In effetti, il dibattito sul price cap e il livello al quale fissare il tetto riflette due insiemi di priorità molto diversi. Da una parte, quello dei paesi che – come la Polonia e le Repubbliche baltiche – lo vedono soprattutto come uno strumento di pressione, il cui valore risiede, per prima cosa, nella capacità di produrre i risultati attesi nel minor tempo possibile e al di là dai possibili costi. Dall’altra, esso riflette quello dei paesi che – come gli Stati Uniti e la maggior parte di quelli dell’Europa occidentale – lo vedono soprattutto come uno strumento grazie al quale tenere sotto controllo la dinamica dei prezzi energetici, evitando che clausole troppo rigide possano innescare una corsa indiscriminata agli acquisti o spingere Mosca a tagli drastici della produzione. In quest’ottica, il tetto così come è stato definito costituisce – più che la soluzione migliore per soddisfare l’uno o l’altro fronte – il compromesso più praticabile di fronte alla necessità di dare un segnale ‘forte’ alla comunità internazionale, soprattutto in momento come l’attuale, in cui le crepe della coalizione pro-Kiev sembrano essere diventate più evidenti.

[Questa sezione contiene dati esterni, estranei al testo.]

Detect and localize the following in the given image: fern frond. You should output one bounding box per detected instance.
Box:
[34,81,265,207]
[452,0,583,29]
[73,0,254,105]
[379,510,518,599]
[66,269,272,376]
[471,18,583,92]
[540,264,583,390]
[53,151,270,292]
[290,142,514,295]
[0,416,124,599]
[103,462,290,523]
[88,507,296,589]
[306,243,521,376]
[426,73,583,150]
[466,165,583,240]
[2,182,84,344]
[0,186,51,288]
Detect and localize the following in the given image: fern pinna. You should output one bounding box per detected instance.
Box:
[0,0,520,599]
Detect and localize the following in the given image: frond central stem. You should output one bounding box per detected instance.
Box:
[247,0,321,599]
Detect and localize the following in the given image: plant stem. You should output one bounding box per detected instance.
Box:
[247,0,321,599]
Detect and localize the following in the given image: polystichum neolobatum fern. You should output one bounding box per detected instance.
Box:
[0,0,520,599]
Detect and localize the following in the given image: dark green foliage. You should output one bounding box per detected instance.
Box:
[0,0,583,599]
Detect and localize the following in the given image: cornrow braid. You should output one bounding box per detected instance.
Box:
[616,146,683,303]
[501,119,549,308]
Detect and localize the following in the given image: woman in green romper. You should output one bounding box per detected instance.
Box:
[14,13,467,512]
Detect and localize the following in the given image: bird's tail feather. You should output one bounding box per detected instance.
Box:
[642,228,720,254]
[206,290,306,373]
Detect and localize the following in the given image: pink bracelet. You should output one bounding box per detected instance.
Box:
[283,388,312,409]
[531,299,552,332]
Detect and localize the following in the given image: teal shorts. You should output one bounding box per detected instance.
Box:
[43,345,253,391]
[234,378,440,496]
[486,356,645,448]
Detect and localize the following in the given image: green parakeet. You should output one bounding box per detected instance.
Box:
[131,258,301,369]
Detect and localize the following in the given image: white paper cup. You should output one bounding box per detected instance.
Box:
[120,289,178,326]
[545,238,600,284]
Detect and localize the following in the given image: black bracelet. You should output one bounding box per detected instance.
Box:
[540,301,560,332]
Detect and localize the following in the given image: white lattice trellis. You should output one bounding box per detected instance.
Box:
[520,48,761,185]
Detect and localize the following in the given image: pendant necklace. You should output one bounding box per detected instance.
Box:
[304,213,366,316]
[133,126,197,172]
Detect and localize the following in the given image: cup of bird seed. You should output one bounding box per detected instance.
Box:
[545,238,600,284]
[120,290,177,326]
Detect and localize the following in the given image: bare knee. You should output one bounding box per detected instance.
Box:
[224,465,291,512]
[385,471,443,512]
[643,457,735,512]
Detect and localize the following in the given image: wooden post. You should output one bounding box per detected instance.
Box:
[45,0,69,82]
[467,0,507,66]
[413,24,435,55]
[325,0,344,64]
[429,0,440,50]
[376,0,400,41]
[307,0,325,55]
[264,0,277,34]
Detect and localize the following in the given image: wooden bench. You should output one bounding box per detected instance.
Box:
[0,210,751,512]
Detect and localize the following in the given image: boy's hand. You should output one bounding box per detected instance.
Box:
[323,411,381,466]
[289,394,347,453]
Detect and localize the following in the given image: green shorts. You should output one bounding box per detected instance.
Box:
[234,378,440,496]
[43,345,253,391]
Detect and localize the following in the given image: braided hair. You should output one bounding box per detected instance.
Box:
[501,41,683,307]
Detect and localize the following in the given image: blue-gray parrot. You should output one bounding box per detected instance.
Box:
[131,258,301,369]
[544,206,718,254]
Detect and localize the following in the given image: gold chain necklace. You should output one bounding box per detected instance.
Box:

La vera efficacia del provvedimento potrà essere valutata solo nel tempo. Politicamente, l’accordo raggiunto rappresenta un successo; successo che, però, non nasconde le divisioni che continuano a esistere sia fra i diversi paesi europei, sia fra questi ultimi e gli Stati Uniti. Soprattutto, la critica rivolta a Washington è quella di fare poco per contenere gli alti costi dell’energia che gravano sul Vecchio continente. Ciò vale, in particolare, nel caso del gas naturale. Nel corso del 2022, l’import di GNL dagli Stati Uniti è aumentato di 26 miliardi dei metri cubi, quasi il doppio rispetto ai 15 miliardi concordati a marzo dal presente Biden e da quello della Commissione europea, von der Leyen. Tuttavia, questo aumento non si è tradotto in un parallelo livellamento dei prezzi, che negli USA restano molto più bassi. Unito alle misure per il rilancio dell’economia che l’amministrazione ha adottato negli ultimi mesi, il differenziale esistente sta, inoltre, portando distorsioni significative delle scelte di investimento delle aziende europee, distorsioni che si potrebbero accentuare in caso il differenziale dovesse allargarsi e che potrebbero avere riflessi negativi sull’intero sistema dei rapporti Stati Uniti/Europa.